Once a fish swam close and
he could see that its eyes
were on fire. Once his
breathing tube got tangled
in some seaweed. He put
something complicated in
my hand and said here, hold
this but don’t ever touch it.
A while or maybe 50 years
later I decided to have a look.
We were standing in a round
puddle of yellow light there
on the threshold and he said,
this is the skull of a starling.
If you put it up to your ear
and listen very carefully
you can hear an evening
sky and violet air rushing
through the door to be born
on the other side of the world.
|
My Role in the Spanish Civil
War
They served tapas on tiny plates that
were difficult to see and shifted
around aimlessly on the tiled counter.
The bartender smiled his approval
at each of our choices and then,
when I wasn’t looking, wrote his
phone number in Catalan
in the apricot sauce surrounding
my wife’s dessert. We felt fortunate
to be seated at all. The wall outside
was pitted with bullet-holes where larger
parties with dimmer prospects were lined up
and shot to save them the trouble
of waiting. In the small cemetery,
headstones were painted Sky Blue and Burnt Umber.

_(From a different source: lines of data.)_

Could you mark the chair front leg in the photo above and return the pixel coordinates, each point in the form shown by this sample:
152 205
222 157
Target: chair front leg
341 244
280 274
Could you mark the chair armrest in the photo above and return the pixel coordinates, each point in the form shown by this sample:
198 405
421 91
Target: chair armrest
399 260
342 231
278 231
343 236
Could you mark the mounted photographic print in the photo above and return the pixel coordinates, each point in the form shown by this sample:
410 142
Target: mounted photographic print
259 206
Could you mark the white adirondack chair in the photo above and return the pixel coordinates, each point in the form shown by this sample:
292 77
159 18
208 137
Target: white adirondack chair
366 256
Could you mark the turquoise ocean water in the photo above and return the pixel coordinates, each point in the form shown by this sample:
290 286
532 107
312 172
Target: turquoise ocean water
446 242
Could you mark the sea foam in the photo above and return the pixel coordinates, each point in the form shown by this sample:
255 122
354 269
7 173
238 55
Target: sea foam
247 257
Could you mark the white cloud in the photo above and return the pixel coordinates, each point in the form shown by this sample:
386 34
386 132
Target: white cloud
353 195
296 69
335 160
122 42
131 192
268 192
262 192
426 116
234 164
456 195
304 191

One of the epitaphs read, “Smith, party of 6.”
|
Clean
Rinse the face and hands
in gasoline, dust your skin
with a mixture of ash
and powdered bone.
These are the protocols.
The light inside
the 5-Points Laundromat
where absolution can
be purchased for around
$3 in quarters
is tired and grimy
old-vellum yellow.
Another pilgrim
is fumbling at the door
shoving his hands
through the mail slot
and rattling the latch.
He’s gasping as though
every in-drawn breath
is his first, as though
he’s constantly waking
from a deep sleep.
|
Natural History
Megatherium rears up on massive haunches
and peers through the glass
glass-bead eyes glittering with glum resignation.
In a nearby display a woman in a dirndl
is serving sauerbraten and home-made
root-beer. That which eludes memory
may be preserved. Our ancestors walked here
all the way from Siberia, or took the bus
from St. Louis. Barefoot, they could run down
the swift mule deer and kill them
with bare hands, although they preferred
to use slow-acting poison. They could
easily add long columns of figures
in their heads even while stinking drunk
and in flagrante delicto. Those things
that are corrosive to memory can only be
preserved. Each one built a tiny palace
of pale stone. I too am a heathen king who
embalms himself, then stays up nights
devising a fitting exhibit for his remains.
That which extinguishes memory must
be preserved. Our great liberator
was as thorough as he was industrious.
Every morning he took a moment to nail
a plaque to the wall above his bed
which read, “The great liberator slept here.”